In 1892, America celebrated the “400th Anniversary” of Americas discovery by Christopher Columbus. To celebrate, a Baptist minister named Francis Bellamy decided to write these words: “I pledge allegiance to my Flag and the Republic for which it stands, one nation, indivisible, with liberty and justice for all.”
Francis Bellamy was the son of a Baptist minister, and grew up to be a Baptist minister. After graduating from Rochester Theological Seminary, he began his own church in Little Falls, New York. His congregation was mainly made up of factory workers, and he often welcomed the chance to preach and to help “solve” the problems of many workers.
In 1885, Bellamy left New York to preach to more workers in Boston. Bellamys church grew and was supported by the Baptist Social Union of Boston. People enjoyed his passionate sermons about “liberty, fraternity, and patriotism.” However, by 1891, Bellamys support was dwindling due to his being a “Christian Socialist,” and he resigned as minister once funds were not restored.
The Youth Companion
One of Bellamys Boston congregates was Daniel Ford. Ford was the editor of The Companion. He also became a friend and “advisor” to Bellamy. He gave him a job working with James Upham, who wanted American students to learn the importance of the flag and come to appreciate what it represents. His ultimate goal was to help students love their country even more.

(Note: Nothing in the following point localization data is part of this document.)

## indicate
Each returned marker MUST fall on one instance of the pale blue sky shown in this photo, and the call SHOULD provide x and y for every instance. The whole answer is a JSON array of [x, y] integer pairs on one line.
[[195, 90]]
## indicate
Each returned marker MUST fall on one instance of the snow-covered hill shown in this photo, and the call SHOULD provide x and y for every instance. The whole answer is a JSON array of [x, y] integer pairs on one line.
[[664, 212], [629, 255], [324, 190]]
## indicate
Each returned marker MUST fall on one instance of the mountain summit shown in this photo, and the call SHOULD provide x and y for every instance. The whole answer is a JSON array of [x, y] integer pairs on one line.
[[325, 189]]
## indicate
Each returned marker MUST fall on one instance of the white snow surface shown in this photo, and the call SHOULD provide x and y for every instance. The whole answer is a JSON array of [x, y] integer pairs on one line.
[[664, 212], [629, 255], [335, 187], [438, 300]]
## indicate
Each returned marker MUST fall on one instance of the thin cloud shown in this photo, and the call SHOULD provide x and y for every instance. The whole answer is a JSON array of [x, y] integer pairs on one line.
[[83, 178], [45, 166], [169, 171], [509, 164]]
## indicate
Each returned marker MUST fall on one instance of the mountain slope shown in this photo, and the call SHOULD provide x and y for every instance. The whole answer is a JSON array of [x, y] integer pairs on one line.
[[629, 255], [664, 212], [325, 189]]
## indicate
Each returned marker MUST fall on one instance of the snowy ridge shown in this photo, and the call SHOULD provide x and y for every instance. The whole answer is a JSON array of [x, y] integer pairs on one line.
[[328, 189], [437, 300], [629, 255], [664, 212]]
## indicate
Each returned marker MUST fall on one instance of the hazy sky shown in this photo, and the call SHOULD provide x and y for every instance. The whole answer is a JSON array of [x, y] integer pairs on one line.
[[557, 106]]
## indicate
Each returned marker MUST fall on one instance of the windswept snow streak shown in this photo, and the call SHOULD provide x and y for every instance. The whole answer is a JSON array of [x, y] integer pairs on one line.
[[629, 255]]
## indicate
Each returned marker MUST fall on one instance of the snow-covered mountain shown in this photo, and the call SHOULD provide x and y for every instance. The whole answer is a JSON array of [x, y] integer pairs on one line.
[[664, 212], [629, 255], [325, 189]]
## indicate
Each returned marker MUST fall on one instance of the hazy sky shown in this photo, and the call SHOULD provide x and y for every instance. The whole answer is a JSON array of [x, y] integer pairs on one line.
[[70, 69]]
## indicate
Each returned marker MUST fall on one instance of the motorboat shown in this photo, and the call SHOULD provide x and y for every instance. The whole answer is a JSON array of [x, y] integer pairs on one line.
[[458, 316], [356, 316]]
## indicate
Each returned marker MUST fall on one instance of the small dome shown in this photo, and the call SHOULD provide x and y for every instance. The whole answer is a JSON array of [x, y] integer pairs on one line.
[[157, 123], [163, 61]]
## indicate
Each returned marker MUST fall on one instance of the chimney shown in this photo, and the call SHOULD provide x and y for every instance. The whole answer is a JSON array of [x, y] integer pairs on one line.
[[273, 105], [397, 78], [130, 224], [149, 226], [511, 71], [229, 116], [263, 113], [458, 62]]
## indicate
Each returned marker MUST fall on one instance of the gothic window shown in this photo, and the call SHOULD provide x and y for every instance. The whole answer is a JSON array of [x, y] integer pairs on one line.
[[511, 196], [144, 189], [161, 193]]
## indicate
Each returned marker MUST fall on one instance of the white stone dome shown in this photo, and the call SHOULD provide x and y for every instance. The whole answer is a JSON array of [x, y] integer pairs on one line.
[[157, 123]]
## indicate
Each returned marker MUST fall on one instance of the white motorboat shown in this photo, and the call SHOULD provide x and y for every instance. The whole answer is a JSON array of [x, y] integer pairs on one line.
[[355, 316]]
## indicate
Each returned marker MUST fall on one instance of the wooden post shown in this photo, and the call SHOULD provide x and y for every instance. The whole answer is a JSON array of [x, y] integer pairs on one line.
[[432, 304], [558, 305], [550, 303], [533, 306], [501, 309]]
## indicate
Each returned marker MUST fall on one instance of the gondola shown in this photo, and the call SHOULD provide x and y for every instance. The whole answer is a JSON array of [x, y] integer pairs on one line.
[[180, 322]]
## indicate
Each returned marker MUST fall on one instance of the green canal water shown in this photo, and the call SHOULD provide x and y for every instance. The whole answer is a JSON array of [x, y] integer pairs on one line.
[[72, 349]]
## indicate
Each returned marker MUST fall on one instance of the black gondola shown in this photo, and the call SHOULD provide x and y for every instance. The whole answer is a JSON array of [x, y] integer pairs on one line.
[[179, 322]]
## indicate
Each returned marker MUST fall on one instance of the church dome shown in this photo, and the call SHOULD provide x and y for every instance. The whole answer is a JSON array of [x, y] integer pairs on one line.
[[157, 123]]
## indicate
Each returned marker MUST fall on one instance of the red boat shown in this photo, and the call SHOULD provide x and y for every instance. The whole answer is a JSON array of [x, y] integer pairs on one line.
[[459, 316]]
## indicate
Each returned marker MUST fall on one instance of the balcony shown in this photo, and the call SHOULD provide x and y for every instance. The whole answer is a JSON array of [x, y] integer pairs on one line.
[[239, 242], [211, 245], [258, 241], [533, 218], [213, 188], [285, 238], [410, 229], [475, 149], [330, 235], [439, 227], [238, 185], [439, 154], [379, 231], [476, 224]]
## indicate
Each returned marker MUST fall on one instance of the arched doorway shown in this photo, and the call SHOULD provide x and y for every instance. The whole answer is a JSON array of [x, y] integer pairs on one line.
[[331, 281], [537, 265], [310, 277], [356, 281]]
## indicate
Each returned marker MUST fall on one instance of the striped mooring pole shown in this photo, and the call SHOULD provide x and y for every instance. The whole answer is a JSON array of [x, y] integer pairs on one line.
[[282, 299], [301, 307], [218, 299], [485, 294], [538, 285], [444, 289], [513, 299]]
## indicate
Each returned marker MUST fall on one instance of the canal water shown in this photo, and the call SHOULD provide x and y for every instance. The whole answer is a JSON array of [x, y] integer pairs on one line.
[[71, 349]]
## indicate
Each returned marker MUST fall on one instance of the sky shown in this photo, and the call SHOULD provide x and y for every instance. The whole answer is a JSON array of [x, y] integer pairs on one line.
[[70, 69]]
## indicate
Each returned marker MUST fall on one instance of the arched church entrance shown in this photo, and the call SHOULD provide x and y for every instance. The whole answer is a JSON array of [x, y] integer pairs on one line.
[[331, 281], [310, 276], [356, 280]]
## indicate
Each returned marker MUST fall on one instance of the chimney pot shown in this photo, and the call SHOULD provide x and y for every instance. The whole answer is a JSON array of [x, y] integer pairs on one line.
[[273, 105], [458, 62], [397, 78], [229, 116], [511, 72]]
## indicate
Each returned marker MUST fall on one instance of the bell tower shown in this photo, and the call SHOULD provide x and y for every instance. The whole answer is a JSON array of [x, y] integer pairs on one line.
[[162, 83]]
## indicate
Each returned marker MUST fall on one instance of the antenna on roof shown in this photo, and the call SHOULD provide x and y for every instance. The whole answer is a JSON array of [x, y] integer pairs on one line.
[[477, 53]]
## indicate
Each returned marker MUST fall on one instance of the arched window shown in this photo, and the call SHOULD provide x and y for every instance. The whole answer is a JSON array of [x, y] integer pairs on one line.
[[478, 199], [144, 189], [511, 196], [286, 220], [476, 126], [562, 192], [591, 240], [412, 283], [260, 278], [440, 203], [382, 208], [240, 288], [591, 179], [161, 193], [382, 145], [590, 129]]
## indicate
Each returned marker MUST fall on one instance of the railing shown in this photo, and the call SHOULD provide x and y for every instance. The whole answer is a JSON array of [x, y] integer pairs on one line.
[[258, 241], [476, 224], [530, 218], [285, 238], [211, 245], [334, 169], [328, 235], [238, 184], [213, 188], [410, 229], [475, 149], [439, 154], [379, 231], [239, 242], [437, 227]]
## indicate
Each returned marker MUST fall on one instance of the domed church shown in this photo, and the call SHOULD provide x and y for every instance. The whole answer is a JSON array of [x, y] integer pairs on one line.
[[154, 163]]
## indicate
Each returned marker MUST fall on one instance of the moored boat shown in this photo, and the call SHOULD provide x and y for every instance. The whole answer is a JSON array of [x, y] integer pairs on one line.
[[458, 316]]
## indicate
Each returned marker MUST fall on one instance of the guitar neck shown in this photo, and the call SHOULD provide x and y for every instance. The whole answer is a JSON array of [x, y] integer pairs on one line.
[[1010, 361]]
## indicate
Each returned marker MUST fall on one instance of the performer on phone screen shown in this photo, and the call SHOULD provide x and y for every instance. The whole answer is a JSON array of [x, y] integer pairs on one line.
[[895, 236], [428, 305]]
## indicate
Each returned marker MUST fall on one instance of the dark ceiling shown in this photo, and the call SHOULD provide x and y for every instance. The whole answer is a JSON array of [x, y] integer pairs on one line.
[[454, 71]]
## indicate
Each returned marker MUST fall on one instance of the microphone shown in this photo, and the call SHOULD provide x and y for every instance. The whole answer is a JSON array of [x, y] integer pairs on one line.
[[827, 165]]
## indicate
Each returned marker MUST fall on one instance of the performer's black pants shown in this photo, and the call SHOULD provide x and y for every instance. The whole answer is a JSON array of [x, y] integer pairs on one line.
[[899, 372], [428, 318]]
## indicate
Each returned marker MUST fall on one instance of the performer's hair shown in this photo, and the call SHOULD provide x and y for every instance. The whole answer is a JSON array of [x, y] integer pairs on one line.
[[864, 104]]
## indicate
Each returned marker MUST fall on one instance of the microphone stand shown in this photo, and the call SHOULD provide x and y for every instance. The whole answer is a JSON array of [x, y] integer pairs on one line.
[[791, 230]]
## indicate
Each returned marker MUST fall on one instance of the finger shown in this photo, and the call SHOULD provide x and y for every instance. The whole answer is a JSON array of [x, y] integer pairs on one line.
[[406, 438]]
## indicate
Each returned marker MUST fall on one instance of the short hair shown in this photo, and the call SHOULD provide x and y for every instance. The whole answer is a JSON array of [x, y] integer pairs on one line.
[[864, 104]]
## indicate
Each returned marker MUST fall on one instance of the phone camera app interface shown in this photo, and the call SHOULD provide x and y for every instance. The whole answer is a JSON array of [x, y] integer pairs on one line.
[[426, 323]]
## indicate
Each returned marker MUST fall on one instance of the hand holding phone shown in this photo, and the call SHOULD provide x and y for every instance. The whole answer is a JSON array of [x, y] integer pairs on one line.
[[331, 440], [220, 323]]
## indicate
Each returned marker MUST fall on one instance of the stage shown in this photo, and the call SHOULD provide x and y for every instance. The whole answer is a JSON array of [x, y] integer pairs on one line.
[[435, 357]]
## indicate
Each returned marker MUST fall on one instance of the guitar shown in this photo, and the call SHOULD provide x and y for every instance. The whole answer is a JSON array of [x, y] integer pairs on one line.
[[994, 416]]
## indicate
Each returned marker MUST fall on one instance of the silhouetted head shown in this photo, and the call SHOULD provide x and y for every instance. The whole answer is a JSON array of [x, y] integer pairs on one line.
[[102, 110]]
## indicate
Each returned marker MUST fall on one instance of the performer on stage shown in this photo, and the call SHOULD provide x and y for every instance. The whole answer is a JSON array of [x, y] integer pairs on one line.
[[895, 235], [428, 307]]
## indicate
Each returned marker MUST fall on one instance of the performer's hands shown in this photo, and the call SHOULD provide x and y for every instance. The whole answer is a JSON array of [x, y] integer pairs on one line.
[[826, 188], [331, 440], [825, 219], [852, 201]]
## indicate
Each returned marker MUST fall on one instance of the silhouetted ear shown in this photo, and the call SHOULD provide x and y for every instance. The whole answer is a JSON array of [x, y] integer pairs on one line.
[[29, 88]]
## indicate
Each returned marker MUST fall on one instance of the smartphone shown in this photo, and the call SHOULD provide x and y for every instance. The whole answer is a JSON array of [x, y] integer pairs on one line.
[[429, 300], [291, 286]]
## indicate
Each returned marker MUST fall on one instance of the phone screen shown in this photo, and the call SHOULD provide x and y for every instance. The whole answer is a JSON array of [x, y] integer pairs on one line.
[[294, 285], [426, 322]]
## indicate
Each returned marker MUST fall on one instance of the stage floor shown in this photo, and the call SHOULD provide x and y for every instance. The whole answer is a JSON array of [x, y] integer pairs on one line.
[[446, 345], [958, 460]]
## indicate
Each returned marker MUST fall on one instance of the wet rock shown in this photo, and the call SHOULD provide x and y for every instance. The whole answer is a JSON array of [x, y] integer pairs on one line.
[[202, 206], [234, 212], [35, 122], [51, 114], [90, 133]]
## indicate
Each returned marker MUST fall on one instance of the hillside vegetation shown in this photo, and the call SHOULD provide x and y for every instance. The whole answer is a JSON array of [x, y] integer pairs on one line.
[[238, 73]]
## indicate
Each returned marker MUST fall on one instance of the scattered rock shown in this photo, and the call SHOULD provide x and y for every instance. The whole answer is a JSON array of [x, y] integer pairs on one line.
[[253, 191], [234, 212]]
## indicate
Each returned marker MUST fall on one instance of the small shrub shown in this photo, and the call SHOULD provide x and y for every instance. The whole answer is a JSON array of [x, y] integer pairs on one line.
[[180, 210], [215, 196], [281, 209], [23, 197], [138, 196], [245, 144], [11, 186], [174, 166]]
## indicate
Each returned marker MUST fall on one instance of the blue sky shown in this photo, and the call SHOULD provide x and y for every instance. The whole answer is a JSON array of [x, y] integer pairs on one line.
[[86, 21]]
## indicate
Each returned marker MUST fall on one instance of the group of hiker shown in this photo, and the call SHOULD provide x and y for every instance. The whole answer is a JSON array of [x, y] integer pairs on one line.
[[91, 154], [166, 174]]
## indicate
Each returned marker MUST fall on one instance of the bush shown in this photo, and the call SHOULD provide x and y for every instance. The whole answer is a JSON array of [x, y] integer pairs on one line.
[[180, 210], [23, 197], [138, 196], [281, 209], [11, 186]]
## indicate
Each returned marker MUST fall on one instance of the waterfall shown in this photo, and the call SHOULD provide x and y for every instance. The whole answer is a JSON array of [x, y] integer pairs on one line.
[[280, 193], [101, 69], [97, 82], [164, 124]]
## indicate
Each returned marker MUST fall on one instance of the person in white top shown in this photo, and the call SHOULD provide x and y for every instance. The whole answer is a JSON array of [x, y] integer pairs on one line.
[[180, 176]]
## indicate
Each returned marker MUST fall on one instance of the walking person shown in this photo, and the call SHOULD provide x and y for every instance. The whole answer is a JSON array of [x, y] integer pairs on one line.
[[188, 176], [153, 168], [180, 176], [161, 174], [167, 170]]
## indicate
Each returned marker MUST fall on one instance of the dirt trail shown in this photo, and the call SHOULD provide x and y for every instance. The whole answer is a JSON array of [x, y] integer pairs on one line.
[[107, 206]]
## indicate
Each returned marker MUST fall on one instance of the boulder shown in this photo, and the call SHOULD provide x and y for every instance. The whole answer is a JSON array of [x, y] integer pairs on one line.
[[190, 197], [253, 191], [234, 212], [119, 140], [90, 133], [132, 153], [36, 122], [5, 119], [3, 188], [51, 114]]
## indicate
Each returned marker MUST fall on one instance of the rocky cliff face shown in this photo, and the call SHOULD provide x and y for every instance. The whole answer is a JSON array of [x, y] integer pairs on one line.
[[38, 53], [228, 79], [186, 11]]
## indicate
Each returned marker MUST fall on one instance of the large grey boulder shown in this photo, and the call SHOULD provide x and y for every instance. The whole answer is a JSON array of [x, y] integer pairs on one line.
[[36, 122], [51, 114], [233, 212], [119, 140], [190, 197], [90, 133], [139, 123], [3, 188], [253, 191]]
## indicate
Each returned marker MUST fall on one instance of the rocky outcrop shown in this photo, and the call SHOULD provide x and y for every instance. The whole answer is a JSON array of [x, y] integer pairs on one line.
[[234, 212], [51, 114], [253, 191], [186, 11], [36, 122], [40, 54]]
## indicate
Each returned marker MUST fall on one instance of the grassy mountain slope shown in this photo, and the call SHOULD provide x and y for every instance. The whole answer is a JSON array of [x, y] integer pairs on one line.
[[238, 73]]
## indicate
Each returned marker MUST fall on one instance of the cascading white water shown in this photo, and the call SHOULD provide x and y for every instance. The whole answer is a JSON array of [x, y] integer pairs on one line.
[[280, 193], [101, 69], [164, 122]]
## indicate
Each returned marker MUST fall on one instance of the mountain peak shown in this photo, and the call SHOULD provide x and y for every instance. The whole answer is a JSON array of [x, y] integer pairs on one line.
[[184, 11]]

With the coming of the 400th Columbus Day celebration, Uphams desire to create more of an appreciation for the American Flag became stronger. Children in America were already able to cite sections of important documents and had a firm, or at least, basic understanding of Americas founding. However, they did not necessarily learn much about the American flag and had no saying or way in which to salute it.
The flag had long been a well known symbol, but had recently become more of a focus since the beginning of the first “Flag Day” in 1885. Therefore, Upham asked Bellamy to create a formal salute for the children to recite on Columbus Day, 1892.
Writing The Pledge of Allegiance
Bellamy must have felt lots of pressure as he tried to write a patriotic salute to the nations flag. Even so, Bellamy was extremely patriotic, and he was determined to write an easy to remember yet memorable to salute.
As Bellamy wrestled with what to include and what not to include, one phrase was not debated. The phrase, “liberty and justice,” seemed inevitable. After all, America was founded by men who sought liberty and justice from a radical king. Also, the words “liberty” and “justice” appear in many of Americas most famous documents including the Declaration of Independence and The Preamble to the Constitution.
Despite his Christianity, Bellamy was not the one to pen “under God” into the pledge, and he also wrote “my flag” not “to the flag.” The original pledge, was “I pledge allegiance to my flag,” but in 1923 the words were changed to, “I pledge allegiance to the flag of the United States of America.” Perhaps the main reason was to point the focus away from self and more to the flag, and in 1954 the words “under God” were added due to “Communist threats.” Even so, the changes have not altered Bellamy nor Uphams intentions, which were to create a meaningful salute for America.
Reciting The Pledge of Allegiance
Bellamy did not just want the words to be spoken, he wanted them to be presented in a meaningful way. He gave specific instructions on how the pledge should be said. He noted that the students should stand straight, with “hands at side.” Upon the signal, they would give the flag “a military salute.” When the words “to my Flag” were spoken, hands would be lifted with palms up towards the flag.
Unfortunately, despite the popularity of the salute, the palms up turned into palms down. During World War II, the salute seemed too much like that of the Nazis. Therefore, it was decided the right hand would simply stay over the heart during the pledge.
The Pledge of Allegiance Today
The majority of Americans just know the pledge as a way to honor America. Most do not know that the hand was not always over the heart, that Congress did not “officially recognize” the pledge until 1942, that the name “Pledge of Allegiance was adopted in 1945, or that certain words were added or taken away as the years went by.
The fact that such a simple pledge can mean so much to so many, is amazing. In that regard, Bellamy did accomplish his goal of creating a “memorable salute.” Today, Americans take great pride in saying the pledge and recognizing such a meaningful symbol of America.
The pledge is recited during football games, national and local events, military gatherings, American holidays (4th of July, Veterans Day, Memorial Day), and at numerous events throughout the year. Despite the fact that Bellamy may not have been the most conservative fish in the pond, he truly created one of the most patriotic and meaningful salutes for the United States of America.